The Dutchman must think himself in with a chance too considering he was just on the cusp of being able to play a role in last weekend’s race despite being substantially further adrift on one-lap pace. Admittedly the shorter lap here worked to reduce the difference in pure time, but even on percentage terms Verstappen was closer, shrinking the gap to pole from 100.6 per cent to 100.1 per cent.
But Verstappen will again lack the crucial strategic back-up of Alex Albon, who qualified a lowly 12th. Though George Russell has been performing very strongly standing in for Lewis Hamilton so far this weekend, Red Bull Racing would’ve loved the chance to put him under a pressure test with its own second car, and opportunity now lost with Albon mired in the midfield.
That said, Verstappen is giving himself some strategic differentiation with his starting tyre, the team knowing more about the compounds this weekend and feeling more confident about taking a gamble.
So is the stage set for a one-man show or another display of Mercedes domination?
|PROVISIONAL STARTING GRID|
Distance: 3.543 kilometres
Lap record: N/A
Track record: 53.377 (Valtteri Bottas, Mercedes, 2020)
Lateral load: very low
Tyre stress: medium
Asphalt grip: high
Asphalt abrasion: very high
Safety car probability: N/A
Pit lane speed: 80 kilometres per hour
Pit lane length: 418 metres
Pit lane time loss: 18.8 seconds
Fuel consumption: 0.79 kilograms per lap
Tyres: C2 (hard), C3 (medium), C4 (soft)
Estimated tyre delta
Hard–medium: 0.3 seconds
Medium–soft: 0.4 seconds
The most obvious point of strategic tension is starting tyre choice. Mercedes is poised to rerun its successful strategy of last weekend, starting on the medium tyre and using a hard and another medium for its final two stints.
Red Bull Racing, however, will attempt to again prosecute a more aggressive strategy after its plans for a possible a three-stop race were undone by safety car interruptions last weekend. This week, however, with thermal degradation less problematic and tyre wear less severe owing to the fewer corners and traction zones, it will push with a two-stop strategy using the soft tyre.
But it’s not just the less severe conditions that have pushed the team in this direction. McLaren’s Carlos Sainz was the only driver to start with the softs last week, having qualified out of position, and used them to great effect. When few thought the compound would last more than a handful of laps, he took the red-marked rubber competitively to lap 21 — including the safety car interruption — using the extra pace to launch himself up the order on his way to fifth at the flag.

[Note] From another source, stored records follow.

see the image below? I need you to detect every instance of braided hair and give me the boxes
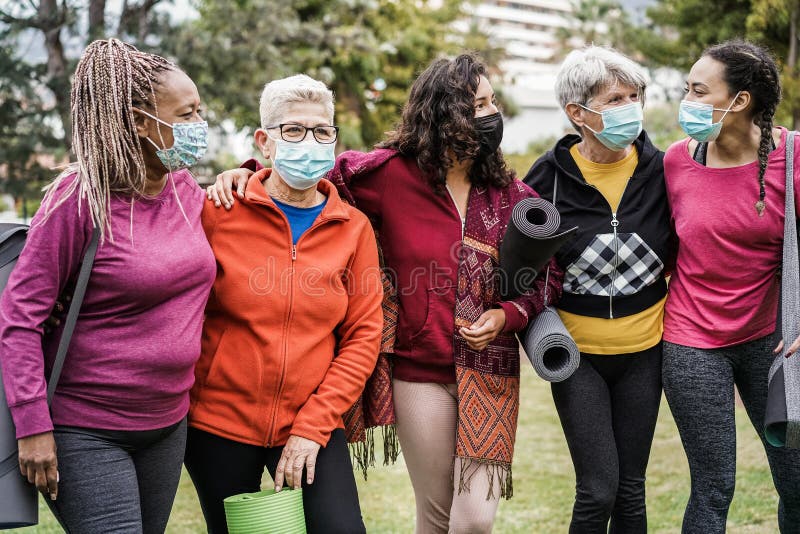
[704,39,781,216]
[41,39,175,239]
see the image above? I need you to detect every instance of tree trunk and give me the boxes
[786,0,800,130]
[138,5,149,44]
[89,0,107,42]
[789,0,800,130]
[116,0,162,44]
[117,0,129,36]
[39,0,71,152]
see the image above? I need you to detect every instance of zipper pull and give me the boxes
[611,213,619,227]
[291,245,297,261]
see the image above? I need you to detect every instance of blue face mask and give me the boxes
[678,92,740,142]
[579,102,643,151]
[140,109,208,170]
[271,138,336,190]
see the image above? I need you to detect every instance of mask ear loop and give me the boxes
[158,114,191,230]
[132,108,192,241]
[575,104,605,136]
[713,91,742,121]
[144,137,165,151]
[169,167,192,229]
[136,107,173,152]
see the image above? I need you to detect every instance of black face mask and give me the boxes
[475,112,504,157]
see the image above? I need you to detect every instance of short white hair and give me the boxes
[555,46,649,118]
[259,74,334,128]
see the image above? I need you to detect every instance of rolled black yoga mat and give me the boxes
[0,369,38,530]
[765,130,800,449]
[766,361,789,447]
[0,226,37,530]
[499,197,577,300]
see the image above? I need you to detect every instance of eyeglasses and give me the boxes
[265,123,339,144]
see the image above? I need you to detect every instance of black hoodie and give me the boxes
[523,130,673,319]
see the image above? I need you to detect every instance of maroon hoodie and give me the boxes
[244,150,562,383]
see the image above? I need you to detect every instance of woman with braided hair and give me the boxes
[663,39,800,532]
[0,39,215,532]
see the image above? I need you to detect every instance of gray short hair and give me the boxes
[555,46,648,113]
[259,74,334,128]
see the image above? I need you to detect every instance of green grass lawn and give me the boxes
[17,364,779,533]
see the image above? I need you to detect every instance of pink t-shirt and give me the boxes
[664,127,800,348]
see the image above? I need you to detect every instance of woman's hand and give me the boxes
[774,334,800,358]
[206,169,254,209]
[42,294,71,335]
[274,435,321,491]
[459,309,506,351]
[18,431,58,500]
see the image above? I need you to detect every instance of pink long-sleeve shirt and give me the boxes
[0,170,215,438]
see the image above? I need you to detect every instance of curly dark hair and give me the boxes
[704,39,781,215]
[379,53,515,193]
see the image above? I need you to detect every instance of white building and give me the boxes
[463,0,576,152]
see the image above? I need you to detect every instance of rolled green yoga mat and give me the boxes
[224,488,306,534]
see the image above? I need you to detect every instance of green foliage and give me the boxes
[163,0,496,150]
[0,28,59,206]
[0,0,171,202]
[746,0,800,127]
[1,1,497,197]
[17,196,43,220]
[635,0,750,69]
[627,0,800,127]
[644,102,686,151]
[504,137,559,177]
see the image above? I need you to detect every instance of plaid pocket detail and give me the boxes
[564,232,663,297]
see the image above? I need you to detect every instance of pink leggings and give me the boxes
[393,379,502,534]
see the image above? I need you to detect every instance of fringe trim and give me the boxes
[349,430,374,481]
[381,424,400,465]
[456,457,514,500]
[349,424,400,480]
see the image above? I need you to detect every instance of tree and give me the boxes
[1,1,73,149]
[163,0,496,150]
[747,0,800,127]
[1,0,497,192]
[0,0,169,153]
[625,0,800,127]
[628,0,750,70]
[0,27,59,215]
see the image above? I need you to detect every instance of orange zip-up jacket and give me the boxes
[189,169,383,447]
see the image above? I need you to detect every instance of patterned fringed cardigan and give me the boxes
[330,149,563,497]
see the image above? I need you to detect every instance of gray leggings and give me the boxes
[46,418,187,534]
[663,335,800,534]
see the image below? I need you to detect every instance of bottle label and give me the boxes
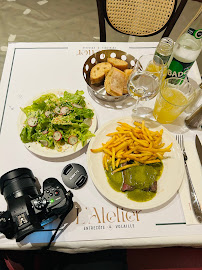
[166,57,194,79]
[187,28,202,39]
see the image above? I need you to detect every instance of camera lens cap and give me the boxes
[61,163,88,189]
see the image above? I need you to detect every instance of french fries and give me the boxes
[91,121,172,172]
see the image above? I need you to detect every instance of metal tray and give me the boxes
[83,49,136,102]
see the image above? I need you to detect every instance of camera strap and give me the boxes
[41,210,69,251]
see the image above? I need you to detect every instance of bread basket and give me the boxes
[83,50,136,102]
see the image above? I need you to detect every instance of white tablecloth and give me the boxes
[0,42,201,253]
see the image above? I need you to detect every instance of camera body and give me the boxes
[0,168,73,242]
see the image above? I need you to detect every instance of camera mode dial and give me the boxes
[33,197,47,210]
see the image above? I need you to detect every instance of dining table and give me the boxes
[0,41,201,254]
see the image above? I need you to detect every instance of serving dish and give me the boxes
[18,89,97,158]
[87,116,185,210]
[83,49,136,102]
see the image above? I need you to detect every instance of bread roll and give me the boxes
[107,58,128,71]
[90,62,112,84]
[104,67,126,96]
[123,69,133,94]
[124,69,133,78]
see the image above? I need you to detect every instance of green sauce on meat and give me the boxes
[105,166,123,192]
[105,162,163,202]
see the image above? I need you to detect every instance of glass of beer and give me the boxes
[153,77,196,124]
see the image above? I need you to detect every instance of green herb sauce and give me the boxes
[105,162,163,202]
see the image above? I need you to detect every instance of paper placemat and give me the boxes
[0,42,202,249]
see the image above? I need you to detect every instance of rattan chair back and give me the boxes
[106,0,175,36]
[96,0,188,41]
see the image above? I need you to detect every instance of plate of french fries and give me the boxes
[87,116,185,210]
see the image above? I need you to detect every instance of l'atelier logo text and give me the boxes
[77,46,117,56]
[76,206,141,225]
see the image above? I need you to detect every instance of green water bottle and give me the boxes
[167,13,202,79]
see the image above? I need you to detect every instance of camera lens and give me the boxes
[0,168,39,200]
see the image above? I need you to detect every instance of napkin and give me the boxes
[179,137,202,224]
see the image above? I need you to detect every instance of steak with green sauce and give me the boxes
[121,164,161,193]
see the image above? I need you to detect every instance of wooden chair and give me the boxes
[96,0,188,41]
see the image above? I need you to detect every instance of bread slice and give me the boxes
[123,69,133,94]
[90,62,112,84]
[124,69,133,78]
[104,67,126,96]
[107,58,128,71]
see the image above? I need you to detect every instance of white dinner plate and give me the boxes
[87,116,185,210]
[18,89,97,158]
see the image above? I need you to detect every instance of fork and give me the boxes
[176,134,202,223]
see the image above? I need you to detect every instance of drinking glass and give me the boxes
[153,77,196,124]
[127,54,164,114]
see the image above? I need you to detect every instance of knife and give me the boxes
[196,135,202,165]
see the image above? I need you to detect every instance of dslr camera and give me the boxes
[0,168,73,242]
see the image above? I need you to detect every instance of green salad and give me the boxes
[20,90,95,152]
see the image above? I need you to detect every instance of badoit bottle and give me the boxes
[167,13,202,79]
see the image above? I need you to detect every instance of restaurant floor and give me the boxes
[0,0,202,269]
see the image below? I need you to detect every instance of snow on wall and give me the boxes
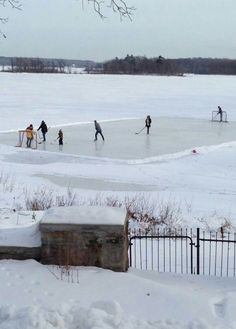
[40,206,127,225]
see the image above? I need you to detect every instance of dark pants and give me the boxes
[146,126,150,134]
[95,131,104,141]
[42,132,46,141]
[26,138,33,148]
[59,138,63,145]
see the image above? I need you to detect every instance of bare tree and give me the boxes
[0,0,22,37]
[85,0,135,20]
[0,0,134,37]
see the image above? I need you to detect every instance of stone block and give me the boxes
[39,206,128,272]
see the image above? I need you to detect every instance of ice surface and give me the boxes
[1,117,236,160]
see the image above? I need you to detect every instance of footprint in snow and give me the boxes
[7,282,14,287]
[43,291,54,296]
[30,280,40,285]
[212,297,227,319]
[14,274,23,279]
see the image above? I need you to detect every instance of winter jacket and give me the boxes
[26,126,33,139]
[37,121,48,133]
[58,130,63,139]
[145,116,152,127]
[95,121,102,132]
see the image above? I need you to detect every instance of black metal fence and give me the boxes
[129,228,236,277]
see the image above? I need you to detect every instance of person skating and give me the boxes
[145,115,152,134]
[37,120,48,141]
[94,120,105,141]
[57,129,63,145]
[26,124,34,148]
[217,106,223,122]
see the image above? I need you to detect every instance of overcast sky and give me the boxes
[0,0,236,61]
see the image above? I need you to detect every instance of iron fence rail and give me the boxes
[129,228,236,277]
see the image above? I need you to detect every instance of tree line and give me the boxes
[102,55,236,75]
[9,57,66,73]
[1,55,236,75]
[0,56,95,73]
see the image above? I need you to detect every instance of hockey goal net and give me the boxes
[16,130,38,149]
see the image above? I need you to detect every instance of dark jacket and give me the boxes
[145,116,152,127]
[37,121,48,134]
[94,121,102,132]
[58,130,63,139]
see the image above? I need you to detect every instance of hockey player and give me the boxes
[217,106,223,122]
[145,115,152,134]
[57,129,63,145]
[26,124,34,148]
[37,120,48,141]
[94,120,105,141]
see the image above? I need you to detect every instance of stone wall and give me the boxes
[0,206,129,272]
[40,206,129,272]
[0,246,41,261]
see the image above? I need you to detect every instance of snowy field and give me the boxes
[1,73,236,328]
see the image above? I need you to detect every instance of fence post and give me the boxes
[196,228,200,275]
[129,239,132,267]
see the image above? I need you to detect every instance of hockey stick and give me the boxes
[135,126,146,135]
[37,130,44,140]
[50,138,59,145]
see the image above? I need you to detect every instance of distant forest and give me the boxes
[0,56,95,73]
[102,55,236,75]
[1,55,236,75]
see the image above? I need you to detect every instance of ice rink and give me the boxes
[1,117,236,160]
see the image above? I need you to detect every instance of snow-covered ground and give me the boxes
[1,260,236,329]
[1,73,236,328]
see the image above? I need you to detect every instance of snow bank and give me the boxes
[127,140,236,164]
[0,222,41,247]
[0,301,208,329]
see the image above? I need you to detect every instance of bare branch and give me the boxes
[0,0,22,10]
[0,30,6,37]
[88,0,106,19]
[0,0,22,38]
[0,17,8,23]
[0,0,134,38]
[108,0,135,21]
[84,0,135,20]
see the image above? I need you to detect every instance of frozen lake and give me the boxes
[1,73,236,132]
[1,117,236,160]
[0,73,235,224]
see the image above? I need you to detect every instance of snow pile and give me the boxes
[0,302,152,329]
[0,222,41,247]
[0,300,214,329]
[0,210,43,247]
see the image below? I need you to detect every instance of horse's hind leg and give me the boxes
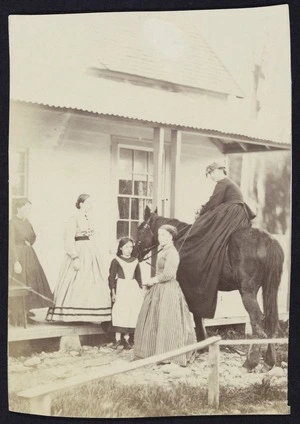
[240,286,276,369]
[264,344,276,369]
[239,284,266,370]
[244,344,262,370]
[240,285,266,339]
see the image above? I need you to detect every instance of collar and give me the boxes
[160,242,174,250]
[216,176,228,183]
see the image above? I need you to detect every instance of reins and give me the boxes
[138,217,197,268]
[9,274,55,305]
[177,222,195,254]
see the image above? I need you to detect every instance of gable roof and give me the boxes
[90,13,244,97]
[9,12,244,98]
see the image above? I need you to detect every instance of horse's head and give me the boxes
[135,205,158,261]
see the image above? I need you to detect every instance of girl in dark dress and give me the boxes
[9,198,53,322]
[108,237,143,350]
[177,162,256,319]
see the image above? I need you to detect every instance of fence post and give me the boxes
[245,321,252,336]
[29,394,52,416]
[207,341,220,408]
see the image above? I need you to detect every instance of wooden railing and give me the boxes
[16,336,288,415]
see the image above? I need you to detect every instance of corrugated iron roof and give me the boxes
[10,68,289,146]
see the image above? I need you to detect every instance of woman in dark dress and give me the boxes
[9,198,53,322]
[177,162,256,319]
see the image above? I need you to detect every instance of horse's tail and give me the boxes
[262,236,284,337]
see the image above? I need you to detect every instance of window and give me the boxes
[117,147,153,239]
[9,149,28,199]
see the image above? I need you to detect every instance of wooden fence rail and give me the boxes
[15,336,288,415]
[16,336,221,415]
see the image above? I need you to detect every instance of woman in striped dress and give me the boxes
[134,225,196,366]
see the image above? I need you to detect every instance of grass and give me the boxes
[9,377,289,418]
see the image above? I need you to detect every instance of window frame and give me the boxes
[110,137,154,251]
[9,148,29,217]
[117,143,154,239]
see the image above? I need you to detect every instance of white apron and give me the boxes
[112,257,143,328]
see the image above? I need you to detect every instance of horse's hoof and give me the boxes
[242,358,257,371]
[261,363,273,373]
[194,351,204,359]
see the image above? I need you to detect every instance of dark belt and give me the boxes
[75,236,90,241]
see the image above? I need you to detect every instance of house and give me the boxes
[9,12,290,322]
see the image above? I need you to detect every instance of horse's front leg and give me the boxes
[193,312,207,342]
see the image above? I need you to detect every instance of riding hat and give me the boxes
[205,161,226,177]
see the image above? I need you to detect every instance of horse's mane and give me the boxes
[150,214,191,242]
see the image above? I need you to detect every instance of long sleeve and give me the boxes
[108,259,118,291]
[9,220,18,264]
[156,248,180,283]
[200,181,226,215]
[64,217,78,258]
[28,222,37,245]
[134,263,143,288]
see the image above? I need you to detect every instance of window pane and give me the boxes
[134,150,147,173]
[119,180,132,195]
[131,198,139,220]
[131,198,147,221]
[117,221,129,239]
[134,178,147,196]
[118,197,130,219]
[119,148,133,178]
[131,221,139,240]
[11,175,25,196]
[148,178,153,197]
[148,152,153,175]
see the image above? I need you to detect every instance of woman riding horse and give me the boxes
[177,161,256,320]
[137,162,284,368]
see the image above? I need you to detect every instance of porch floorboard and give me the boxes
[8,313,288,343]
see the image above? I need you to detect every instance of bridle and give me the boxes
[136,218,162,265]
[136,215,194,266]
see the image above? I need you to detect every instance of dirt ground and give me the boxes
[8,336,289,416]
[7,321,289,416]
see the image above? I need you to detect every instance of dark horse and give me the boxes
[136,206,284,369]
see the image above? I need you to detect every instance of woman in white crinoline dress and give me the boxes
[46,194,112,323]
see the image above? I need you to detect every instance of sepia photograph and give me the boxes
[7,5,291,418]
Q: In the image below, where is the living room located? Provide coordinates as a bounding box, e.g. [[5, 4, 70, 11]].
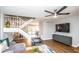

Verstappen showed better pace on the softs over his long-run simulation on Friday than Mercedes did, with the caveat that Bottas was running with damage and Russell was compromised by running in a slipstream train. Regardless, the team is clearly trying to lean on what advantages it might have against Mercedes’s few flaws.
With lesser demands on the rubber and a greater understanding of the compound, Verstappen could be perfectly placed to make the better start and run a faster first stint as the foundation of a victory run.
Working to Mercedes’s advantage, however, is that the pace difference between compounds is smaller with so few meaningful corners, so the longevity trade-off is likely to be less valuable that it was for Sainz last weekend.
An interesting quirk to this weekend’s race will be the impact of lapped traffic on the strategy of the leaders. The lap is so short and the advantage of the top two cars so great that lapped traffic will play a role in finding pit stop windows, and a pit stop will cost a driver around half a lap worth of time.
This will be particularly painful for cars already in the midfield given blue flags tend to compound themselves — moving aside for a faster car costs you time, which in turns pushes your further off the pace.
As for the midfield more generally, making the soft tyre last will be the name of the game for those starting in the top 10, whereas those from 11th down have the advantage of free tyre choice. Pirelli rates the medium compound as the better first tyre on a medium-hard-medium strategy — unsurprising given this was last week’s winning strategy. But as Sainz showed last week, there’s clearly performance to be found on a strategy starting on the softs for those who can work them sweetly.